Das Ganze gab’s schon mal, richtig. Vor ungefähr 60 Jahren, nannte sich „Warten auf Godot“ und die graue Silhouette trug damals noch einen Namen. Auch das Ende ist bekannt. Godot kommt nicht und die beiden Protagonisten drehen sich genauso im Kreis wie die Frage nach dem Sinn des Lebens.

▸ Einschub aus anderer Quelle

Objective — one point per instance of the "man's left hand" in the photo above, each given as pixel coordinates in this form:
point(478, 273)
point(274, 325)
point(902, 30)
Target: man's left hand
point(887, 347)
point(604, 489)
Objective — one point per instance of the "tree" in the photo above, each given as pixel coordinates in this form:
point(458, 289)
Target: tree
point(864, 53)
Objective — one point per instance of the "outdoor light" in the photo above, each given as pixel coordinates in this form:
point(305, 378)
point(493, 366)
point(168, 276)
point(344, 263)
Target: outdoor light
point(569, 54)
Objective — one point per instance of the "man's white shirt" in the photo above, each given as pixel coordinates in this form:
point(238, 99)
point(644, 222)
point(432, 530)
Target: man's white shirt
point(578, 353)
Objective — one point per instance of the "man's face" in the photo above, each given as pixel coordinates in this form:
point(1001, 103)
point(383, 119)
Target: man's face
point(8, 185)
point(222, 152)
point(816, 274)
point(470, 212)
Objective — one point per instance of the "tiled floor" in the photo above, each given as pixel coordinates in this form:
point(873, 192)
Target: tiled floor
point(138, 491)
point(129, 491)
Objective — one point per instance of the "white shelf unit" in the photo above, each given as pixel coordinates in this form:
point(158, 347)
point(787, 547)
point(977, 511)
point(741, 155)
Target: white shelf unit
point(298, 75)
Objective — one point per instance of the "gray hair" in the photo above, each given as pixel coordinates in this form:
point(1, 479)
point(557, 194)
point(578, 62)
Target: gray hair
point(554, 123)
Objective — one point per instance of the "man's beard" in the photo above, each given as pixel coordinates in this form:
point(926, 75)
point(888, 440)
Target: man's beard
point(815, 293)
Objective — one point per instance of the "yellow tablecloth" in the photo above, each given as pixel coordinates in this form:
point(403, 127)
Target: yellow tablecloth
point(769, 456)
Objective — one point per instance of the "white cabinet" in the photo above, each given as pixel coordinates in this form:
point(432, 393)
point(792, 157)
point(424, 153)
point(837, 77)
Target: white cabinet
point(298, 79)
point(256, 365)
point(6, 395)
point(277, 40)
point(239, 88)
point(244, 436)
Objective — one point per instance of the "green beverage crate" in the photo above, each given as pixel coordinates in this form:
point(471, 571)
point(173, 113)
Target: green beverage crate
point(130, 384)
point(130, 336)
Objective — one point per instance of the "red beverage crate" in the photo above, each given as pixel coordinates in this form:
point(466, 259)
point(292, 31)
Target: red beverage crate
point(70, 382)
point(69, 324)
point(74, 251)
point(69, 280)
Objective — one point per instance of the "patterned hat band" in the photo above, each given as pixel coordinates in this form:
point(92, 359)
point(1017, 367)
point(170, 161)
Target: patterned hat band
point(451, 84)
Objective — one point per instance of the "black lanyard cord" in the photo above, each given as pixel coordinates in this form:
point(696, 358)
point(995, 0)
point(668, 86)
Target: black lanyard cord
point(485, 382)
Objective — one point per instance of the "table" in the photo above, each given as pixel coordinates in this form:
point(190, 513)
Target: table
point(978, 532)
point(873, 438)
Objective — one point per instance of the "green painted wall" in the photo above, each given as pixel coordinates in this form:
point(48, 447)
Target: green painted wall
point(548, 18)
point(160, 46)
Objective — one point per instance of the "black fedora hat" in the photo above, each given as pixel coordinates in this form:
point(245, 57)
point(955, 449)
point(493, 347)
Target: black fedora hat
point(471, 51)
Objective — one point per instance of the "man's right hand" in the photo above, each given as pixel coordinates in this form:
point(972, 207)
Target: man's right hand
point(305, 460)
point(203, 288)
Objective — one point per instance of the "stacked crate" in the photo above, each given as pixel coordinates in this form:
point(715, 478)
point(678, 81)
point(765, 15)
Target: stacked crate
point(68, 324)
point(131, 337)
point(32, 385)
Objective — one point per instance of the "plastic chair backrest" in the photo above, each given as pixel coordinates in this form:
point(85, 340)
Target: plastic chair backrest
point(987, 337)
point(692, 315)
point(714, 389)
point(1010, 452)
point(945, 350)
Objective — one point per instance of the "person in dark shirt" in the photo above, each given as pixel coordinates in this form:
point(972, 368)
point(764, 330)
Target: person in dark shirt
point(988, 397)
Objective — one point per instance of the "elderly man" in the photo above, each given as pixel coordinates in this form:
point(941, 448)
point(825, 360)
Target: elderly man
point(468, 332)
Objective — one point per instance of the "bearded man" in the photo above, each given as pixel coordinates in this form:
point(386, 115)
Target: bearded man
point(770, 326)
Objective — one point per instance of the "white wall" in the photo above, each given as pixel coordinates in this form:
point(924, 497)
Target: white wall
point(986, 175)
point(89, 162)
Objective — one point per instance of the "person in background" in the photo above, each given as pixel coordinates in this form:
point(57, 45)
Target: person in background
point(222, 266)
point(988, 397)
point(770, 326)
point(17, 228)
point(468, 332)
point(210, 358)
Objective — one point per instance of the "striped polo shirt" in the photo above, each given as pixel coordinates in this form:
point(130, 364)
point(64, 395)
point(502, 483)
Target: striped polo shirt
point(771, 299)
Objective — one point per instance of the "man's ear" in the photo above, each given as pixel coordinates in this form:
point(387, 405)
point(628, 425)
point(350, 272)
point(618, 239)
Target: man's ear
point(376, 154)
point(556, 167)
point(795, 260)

Die 1990 in New York geborene und dort lebende Dichterin und Visual-Künstlerin Sophia le Fraga erläutert ihren Schreibstil wie folgt: „Find a few important words, and a lot of dull-sounding ones“. Add-ons sind ein großes Repertoire an Emoticons und eine -für das Medium Internet- doch relativ routinierte Anzahl sich direkt wiederholender Satzzeichen. In ihrer „Anti-Play“-Trilogie „W8ING 4“, „TH3 B4LD 50Pr4N0“ und „UND3RGR0UND L0V3R5“ verfasst sie ihre Kunst im Layout des iOS als Videoformat. Hier verwickelt sie ihre Protagonisten in virtuelle Dialoge, die den Anschein erwecken, sich linear nicht wirklich weiter zu entwickeln. Mit der Zeit kristallisiert sich aus dem munteren hin- und her chatten in einem scheinbar x-beliebigen Dialogfenster jedoch der existenzielle Charakter der Texte heraus.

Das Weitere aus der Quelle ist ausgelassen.